The U.S. Fish and Wildlife Service has decided—after being sued by two groups looking to get the pika listed as endangered—to take a look at the pika’s status and will determine if the adorable, wildflower-gathering animal is worthy of being protected under the Endangered Species Act. It would become the first mammal in the lower 48 states to be listed as endangered because of climate change. At its most basic, the ESA works to save species from extinction. And if the pika is listed as endangered because of climate change, it means A) federal agencies will be tasked with influencing global greenhouse gas emissions or B) the ESA risks looking like it’s lost its teeth through inaction.
So it seems the pika might end up being the poster child for the micro-level impacts of macro-level contributions to climate change.
On the FWS: As a leading researcher in her field—studying the pikas’ habitat and survival—Ray has turned over her research to the Fish and Wildlife Service, which will likely announce its findings early next year. “I think it might be hard for them to walk away from some of the models that show (the pika) disappearing from certain areas,” she said. “It’s really a correlation.
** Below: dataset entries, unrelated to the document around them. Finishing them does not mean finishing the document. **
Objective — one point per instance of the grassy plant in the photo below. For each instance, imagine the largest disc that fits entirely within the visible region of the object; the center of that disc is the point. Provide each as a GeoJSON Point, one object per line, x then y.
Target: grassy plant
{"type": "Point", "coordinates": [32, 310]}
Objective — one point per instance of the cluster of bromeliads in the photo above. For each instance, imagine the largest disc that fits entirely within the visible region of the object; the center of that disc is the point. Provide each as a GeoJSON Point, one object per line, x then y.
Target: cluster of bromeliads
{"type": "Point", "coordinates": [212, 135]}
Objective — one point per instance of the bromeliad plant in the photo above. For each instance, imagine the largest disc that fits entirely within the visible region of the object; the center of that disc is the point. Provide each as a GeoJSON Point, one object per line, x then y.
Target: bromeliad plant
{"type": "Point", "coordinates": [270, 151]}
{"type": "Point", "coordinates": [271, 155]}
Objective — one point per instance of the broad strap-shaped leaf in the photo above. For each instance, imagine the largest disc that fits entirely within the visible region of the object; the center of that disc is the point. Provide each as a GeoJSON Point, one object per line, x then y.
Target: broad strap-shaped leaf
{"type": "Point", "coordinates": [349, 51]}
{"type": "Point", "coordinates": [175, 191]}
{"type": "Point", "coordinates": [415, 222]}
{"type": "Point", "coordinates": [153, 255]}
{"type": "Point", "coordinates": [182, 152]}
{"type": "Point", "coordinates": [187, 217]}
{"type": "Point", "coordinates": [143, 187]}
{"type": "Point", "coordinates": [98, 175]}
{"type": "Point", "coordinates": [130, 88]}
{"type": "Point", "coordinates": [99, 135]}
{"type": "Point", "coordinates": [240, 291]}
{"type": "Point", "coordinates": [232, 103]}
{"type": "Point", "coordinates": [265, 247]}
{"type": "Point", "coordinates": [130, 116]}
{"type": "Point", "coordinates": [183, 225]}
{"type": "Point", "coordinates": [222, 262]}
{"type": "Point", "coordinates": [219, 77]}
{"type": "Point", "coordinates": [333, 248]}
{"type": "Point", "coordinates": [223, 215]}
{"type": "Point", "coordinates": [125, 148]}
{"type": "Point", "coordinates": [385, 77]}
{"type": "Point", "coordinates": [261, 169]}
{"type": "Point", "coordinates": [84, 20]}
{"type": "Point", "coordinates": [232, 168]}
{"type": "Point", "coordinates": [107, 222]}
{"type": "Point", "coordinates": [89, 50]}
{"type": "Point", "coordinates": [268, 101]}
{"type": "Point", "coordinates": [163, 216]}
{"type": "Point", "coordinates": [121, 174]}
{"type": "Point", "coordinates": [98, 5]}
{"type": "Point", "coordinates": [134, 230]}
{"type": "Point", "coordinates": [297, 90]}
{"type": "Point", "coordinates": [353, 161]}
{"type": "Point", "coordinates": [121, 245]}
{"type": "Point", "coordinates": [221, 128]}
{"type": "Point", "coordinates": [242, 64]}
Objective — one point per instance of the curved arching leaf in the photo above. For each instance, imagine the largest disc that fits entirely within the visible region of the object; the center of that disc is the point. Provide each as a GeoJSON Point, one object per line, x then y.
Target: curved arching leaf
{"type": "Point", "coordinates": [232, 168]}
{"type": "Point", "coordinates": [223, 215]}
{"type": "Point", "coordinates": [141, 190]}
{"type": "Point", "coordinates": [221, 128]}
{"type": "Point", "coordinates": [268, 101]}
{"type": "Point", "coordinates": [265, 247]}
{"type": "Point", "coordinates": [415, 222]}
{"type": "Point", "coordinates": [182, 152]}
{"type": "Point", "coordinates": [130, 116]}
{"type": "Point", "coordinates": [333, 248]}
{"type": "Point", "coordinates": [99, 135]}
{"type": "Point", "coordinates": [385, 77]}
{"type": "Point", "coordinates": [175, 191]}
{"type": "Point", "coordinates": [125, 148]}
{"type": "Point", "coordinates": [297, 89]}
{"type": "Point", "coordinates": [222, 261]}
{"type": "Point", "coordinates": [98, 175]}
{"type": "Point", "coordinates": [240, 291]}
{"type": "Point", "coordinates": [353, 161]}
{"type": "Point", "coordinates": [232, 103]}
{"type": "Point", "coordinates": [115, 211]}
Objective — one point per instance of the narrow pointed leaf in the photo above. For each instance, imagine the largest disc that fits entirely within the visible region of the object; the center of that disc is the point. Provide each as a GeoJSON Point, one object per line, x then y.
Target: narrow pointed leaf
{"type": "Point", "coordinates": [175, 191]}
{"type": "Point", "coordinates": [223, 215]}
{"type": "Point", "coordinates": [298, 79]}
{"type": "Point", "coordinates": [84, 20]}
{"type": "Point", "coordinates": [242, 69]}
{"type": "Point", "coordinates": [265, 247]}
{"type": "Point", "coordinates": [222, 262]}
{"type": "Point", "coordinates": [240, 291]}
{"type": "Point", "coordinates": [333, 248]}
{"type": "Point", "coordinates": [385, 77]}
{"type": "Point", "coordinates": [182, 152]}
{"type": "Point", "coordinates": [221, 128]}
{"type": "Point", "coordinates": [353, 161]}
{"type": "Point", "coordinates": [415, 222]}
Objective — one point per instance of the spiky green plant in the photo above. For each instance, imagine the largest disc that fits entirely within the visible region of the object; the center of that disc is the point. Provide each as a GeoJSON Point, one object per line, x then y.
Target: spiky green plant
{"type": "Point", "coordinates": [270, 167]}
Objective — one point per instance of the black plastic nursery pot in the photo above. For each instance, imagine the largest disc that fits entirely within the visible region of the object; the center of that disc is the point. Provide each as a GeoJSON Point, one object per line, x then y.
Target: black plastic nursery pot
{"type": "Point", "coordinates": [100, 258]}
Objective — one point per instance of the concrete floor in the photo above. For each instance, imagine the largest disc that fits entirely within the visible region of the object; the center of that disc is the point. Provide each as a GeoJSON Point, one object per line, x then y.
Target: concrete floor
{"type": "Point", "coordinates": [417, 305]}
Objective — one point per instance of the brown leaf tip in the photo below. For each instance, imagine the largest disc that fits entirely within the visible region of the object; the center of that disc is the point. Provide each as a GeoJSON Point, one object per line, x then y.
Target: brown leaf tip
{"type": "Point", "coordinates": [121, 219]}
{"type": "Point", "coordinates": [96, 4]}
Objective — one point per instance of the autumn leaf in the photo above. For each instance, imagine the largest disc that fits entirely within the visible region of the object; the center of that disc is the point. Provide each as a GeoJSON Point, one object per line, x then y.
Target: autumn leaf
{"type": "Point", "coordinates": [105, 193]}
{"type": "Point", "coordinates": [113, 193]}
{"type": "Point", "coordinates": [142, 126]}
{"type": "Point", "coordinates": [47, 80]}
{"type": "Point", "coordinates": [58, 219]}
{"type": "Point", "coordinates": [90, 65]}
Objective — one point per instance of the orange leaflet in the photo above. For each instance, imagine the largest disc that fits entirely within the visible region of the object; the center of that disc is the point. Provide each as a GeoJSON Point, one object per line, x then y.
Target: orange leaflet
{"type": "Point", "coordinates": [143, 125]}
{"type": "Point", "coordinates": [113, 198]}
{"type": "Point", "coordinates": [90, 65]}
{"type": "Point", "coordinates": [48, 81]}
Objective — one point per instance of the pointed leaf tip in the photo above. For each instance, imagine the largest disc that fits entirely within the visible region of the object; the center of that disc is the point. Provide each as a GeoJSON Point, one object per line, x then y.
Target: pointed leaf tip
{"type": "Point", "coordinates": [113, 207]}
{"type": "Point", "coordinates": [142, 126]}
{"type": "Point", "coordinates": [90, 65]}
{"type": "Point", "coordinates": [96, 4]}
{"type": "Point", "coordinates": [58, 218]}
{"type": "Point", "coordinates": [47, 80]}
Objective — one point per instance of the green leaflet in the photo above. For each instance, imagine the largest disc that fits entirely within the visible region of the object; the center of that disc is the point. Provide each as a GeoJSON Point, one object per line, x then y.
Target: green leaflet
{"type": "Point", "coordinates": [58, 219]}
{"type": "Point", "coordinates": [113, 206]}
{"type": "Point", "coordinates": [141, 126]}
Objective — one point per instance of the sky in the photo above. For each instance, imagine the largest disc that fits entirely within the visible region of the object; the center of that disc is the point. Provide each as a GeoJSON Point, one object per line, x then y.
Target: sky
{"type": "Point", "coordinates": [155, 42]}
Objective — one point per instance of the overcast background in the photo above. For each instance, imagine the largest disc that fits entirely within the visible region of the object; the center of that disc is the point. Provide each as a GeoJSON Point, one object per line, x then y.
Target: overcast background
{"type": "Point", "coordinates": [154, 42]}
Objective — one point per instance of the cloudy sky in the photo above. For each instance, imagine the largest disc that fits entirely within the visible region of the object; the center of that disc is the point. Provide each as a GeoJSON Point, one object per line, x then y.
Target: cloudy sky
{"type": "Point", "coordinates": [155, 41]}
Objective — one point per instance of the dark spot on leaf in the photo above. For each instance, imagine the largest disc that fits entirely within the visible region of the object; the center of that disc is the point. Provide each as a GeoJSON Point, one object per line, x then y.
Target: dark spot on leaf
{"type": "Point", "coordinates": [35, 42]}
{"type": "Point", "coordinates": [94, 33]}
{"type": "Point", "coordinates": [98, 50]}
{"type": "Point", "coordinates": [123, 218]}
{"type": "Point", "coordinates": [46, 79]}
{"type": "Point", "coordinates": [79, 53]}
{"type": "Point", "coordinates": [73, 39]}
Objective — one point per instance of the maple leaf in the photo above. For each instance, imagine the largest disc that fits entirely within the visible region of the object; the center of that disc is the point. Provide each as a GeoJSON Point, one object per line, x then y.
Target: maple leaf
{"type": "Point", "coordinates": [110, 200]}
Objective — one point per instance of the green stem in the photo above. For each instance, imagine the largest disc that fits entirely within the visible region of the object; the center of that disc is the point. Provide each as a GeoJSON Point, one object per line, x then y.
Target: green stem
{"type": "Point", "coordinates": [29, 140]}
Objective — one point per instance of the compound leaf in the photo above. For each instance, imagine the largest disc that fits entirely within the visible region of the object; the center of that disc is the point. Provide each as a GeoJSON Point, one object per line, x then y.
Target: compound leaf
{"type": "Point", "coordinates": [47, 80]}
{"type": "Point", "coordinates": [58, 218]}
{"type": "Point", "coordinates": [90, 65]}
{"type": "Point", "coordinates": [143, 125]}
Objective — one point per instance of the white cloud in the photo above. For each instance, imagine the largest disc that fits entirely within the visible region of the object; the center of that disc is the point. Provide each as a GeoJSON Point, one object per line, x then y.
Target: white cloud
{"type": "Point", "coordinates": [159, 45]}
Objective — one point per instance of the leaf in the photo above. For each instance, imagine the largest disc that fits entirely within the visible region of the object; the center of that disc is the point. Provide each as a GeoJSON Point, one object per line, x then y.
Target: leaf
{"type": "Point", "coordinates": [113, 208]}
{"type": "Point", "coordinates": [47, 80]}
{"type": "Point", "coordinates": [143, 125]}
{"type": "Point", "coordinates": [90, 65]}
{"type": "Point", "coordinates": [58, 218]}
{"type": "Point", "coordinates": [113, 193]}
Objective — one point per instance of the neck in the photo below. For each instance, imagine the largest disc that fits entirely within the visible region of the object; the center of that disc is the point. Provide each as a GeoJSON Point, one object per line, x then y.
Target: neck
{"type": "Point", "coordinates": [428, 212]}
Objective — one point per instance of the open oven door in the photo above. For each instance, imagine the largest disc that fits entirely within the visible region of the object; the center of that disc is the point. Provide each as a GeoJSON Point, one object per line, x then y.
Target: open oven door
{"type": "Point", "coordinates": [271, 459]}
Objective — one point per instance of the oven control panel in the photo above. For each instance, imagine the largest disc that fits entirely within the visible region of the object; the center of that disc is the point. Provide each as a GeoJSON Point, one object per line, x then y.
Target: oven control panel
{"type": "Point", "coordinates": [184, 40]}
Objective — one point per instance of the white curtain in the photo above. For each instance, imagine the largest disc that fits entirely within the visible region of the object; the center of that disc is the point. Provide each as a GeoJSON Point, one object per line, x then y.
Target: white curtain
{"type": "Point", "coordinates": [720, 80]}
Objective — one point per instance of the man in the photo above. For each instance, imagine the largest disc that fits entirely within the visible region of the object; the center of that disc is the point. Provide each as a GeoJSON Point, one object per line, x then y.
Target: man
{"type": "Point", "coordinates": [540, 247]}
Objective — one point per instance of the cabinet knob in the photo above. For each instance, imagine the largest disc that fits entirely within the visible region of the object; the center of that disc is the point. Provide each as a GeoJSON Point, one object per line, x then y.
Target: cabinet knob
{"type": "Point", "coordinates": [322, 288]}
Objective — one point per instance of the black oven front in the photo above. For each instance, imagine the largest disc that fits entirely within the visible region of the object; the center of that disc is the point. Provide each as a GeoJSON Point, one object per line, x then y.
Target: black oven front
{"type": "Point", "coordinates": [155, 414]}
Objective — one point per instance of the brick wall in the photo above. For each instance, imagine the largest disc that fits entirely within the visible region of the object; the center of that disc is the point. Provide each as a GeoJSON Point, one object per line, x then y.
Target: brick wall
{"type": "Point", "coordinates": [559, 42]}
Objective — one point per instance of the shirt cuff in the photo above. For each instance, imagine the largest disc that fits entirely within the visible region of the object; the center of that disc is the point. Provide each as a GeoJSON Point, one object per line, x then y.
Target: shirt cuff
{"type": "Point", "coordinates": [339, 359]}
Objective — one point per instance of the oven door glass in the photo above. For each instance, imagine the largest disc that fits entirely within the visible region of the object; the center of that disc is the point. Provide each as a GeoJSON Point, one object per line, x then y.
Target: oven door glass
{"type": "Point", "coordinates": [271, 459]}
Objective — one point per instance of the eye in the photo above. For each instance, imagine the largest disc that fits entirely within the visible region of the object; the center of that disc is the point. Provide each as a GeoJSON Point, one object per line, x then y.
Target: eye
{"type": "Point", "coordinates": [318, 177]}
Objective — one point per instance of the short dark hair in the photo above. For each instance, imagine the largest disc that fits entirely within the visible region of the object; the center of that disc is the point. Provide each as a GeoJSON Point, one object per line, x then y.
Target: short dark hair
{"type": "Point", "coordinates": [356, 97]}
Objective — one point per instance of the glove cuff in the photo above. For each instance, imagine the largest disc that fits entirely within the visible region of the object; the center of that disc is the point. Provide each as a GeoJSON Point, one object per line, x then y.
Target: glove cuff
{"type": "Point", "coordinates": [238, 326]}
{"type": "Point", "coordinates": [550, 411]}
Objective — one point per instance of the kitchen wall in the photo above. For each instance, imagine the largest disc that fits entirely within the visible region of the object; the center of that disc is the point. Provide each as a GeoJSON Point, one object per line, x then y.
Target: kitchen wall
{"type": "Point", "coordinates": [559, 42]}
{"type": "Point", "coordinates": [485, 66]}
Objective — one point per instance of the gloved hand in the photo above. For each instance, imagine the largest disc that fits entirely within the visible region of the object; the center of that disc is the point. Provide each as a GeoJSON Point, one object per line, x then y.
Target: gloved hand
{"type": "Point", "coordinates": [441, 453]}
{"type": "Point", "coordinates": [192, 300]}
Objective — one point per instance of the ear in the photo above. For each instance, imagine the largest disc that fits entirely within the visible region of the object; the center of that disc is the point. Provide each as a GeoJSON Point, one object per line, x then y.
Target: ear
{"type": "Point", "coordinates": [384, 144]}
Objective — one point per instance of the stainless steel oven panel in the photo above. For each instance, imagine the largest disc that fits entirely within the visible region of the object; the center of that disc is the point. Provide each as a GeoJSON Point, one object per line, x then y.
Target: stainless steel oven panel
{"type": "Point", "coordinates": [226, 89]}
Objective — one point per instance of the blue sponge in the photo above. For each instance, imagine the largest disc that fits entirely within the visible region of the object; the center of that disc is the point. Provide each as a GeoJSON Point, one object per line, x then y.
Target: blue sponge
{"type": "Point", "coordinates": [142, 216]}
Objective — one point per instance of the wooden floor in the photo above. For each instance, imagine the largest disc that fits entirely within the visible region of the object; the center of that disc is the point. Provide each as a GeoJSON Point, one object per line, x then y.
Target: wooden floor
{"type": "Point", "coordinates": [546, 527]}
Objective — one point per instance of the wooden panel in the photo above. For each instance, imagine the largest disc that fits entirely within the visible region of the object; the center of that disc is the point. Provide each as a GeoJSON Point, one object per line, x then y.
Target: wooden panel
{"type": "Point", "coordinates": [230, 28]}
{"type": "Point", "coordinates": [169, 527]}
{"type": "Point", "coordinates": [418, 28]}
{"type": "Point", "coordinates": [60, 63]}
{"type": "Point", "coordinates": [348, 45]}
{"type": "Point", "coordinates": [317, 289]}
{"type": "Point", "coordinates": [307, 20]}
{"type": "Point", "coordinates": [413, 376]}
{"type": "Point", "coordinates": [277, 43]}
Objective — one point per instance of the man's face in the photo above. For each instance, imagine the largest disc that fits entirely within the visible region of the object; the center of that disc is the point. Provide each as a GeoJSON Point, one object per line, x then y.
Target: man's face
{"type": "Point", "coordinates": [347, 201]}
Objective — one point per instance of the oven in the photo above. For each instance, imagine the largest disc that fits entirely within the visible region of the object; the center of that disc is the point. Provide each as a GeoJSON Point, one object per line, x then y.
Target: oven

Then again, they might be able to shoot big holes in those models.”
On the pika: “They are really fun to watch. They are little packets of energy, and they have this call that is a lot bigger than one would think could come from such a small animal. There is something of a little-dog syndrome going on. They are really vigorous and extremely territorial, like little people in a neighborhood bickering over fence disputes.”
There is no great evidence that the pika population in the Rockies is declining—yet. Currently, pika populations in certain elevations in the Great Basin of the Sierra Nevada mountain range are seeing major declines.
On the future: Ray is now working to find the mechanism through which climate change is affecting pikas. She lists off several options: increased summer temperatures could be making it too hot for the animals; decreased snow pack, which helps insulate their habitat, could be leaving them exposed to frigid temperatures in winter; or slightly lower temperatures could allow disease to survive at certain elevations. “Tiny changes in climate can have huge effects,” she says.